As I prepare Issue 6 for publication in 9 days, I have posted the Theme & Prompt for the next two issues. They are:

Issue 7 – September

“Indiscreet and brutal, I enjoy looking at what’s underneath the crossed-out bits of my soul.”

Vintage black and white photo of an art assemblage by Claude Cahun. A small human shaped figure created by a variety of found objects is laying spread-eagled on sand. The individual pieces are hard to identify. Of note are what looks like a tiny spear impaled into its torso, and what might be a vulva scratched into the sand between the figures legs. The image is curious and ominous.

Issue 8 – November

“Follow my example: Stay at home and eat wool.”
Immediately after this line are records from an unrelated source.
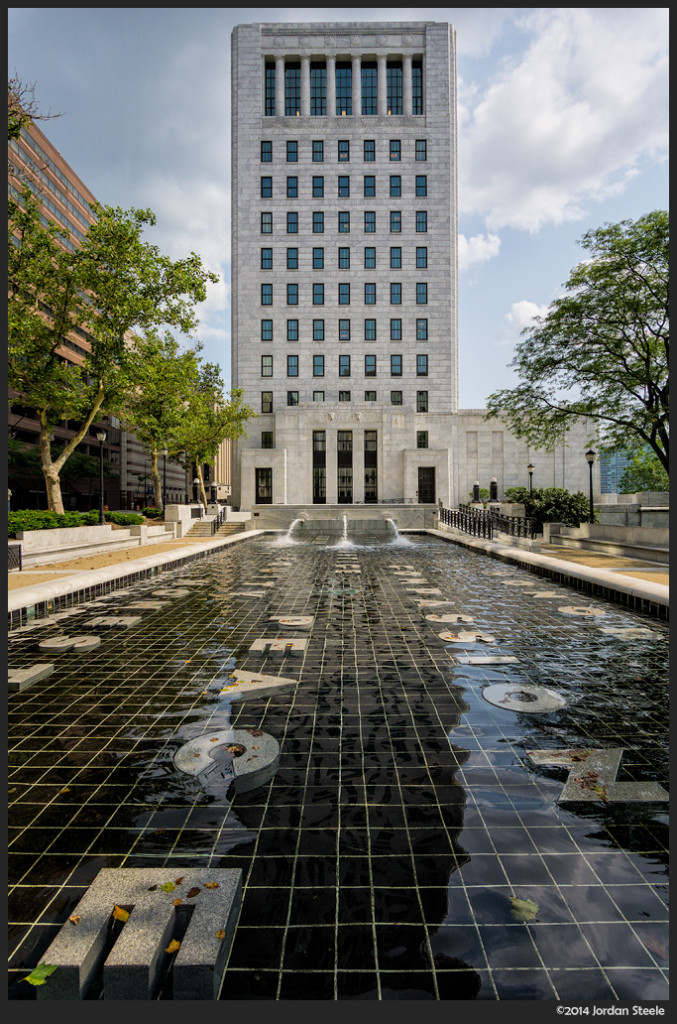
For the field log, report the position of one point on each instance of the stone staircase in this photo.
(203, 528)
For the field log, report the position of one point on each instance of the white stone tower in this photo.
(344, 260)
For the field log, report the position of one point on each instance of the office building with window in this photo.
(66, 201)
(344, 270)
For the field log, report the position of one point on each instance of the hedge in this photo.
(29, 519)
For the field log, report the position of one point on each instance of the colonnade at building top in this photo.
(335, 86)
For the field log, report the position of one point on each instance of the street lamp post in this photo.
(100, 437)
(164, 455)
(590, 456)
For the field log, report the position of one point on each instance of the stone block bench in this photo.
(41, 547)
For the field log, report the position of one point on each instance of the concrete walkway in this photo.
(40, 586)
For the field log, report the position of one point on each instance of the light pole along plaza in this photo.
(590, 456)
(100, 437)
(164, 455)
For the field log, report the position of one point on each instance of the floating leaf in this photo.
(40, 974)
(523, 909)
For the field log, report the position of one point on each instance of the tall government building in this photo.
(345, 273)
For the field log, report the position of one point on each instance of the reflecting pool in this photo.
(410, 839)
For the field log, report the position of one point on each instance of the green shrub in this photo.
(28, 519)
(553, 505)
(124, 518)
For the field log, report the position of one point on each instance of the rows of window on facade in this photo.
(344, 332)
(315, 220)
(290, 188)
(295, 397)
(344, 366)
(342, 87)
(418, 148)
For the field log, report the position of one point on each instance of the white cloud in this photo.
(567, 122)
(521, 315)
(477, 249)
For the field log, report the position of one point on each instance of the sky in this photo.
(562, 127)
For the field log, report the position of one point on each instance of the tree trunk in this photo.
(202, 485)
(155, 472)
(50, 472)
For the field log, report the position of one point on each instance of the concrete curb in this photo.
(90, 580)
(639, 590)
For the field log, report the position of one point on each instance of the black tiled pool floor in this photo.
(382, 859)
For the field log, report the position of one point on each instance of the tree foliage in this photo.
(113, 285)
(643, 473)
(552, 505)
(154, 409)
(23, 107)
(601, 350)
(210, 419)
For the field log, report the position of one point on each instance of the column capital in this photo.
(382, 87)
(305, 87)
(280, 87)
(331, 87)
(407, 86)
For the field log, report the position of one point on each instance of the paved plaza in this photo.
(462, 785)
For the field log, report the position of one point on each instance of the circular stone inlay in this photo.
(629, 631)
(523, 697)
(576, 609)
(467, 636)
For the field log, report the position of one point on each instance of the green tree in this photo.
(115, 284)
(210, 419)
(552, 505)
(601, 350)
(156, 406)
(643, 473)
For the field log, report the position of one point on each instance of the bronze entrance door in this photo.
(427, 484)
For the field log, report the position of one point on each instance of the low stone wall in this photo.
(633, 542)
(327, 518)
(627, 514)
(45, 546)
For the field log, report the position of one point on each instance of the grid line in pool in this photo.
(383, 857)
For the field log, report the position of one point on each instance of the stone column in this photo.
(358, 465)
(407, 86)
(382, 88)
(331, 87)
(305, 87)
(332, 466)
(356, 86)
(280, 87)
Vintage photo of an art assemblage by Claude Cahun. Inside a glass dome sits a faceless wooden human figure. On its head is what appears to be a paper plant. In an outstretched arm, it holds what might be a chiffon bird. Outside the dome sit two small turtles and two small toy heads. The image is mysterious and whimsical.

What Lies Ahead

Issue 7 will usher in an exciting new design element. In one sense, it’s a modest change in the visual design of the EO website and PDF Journal. But in another sense, it’s groundbreaking and socially poignant and relevant. I can’t wait to show you, and share the story behind it.

Thus far, I haven’t given enough advance notice of the theme and prompt for each issue. This has resulted in many of you responding to themes that have already passed. To remedy this, in the next couple of weeks I’ll be posting the themes and prompts for the rest of the issues that will comprise Volume II (9-12) on the Theme & Prompt Archive page.

If you’ve been paying attention to the website and social media, you may have seen a recent announcement of a possible change in the theme for Issue 7. Please disregard that. I was reacting hastily to something that needs to be addressed thoughtfully. I will say more in another announcement in a few days.

As always, thank you for your continuing attention and support.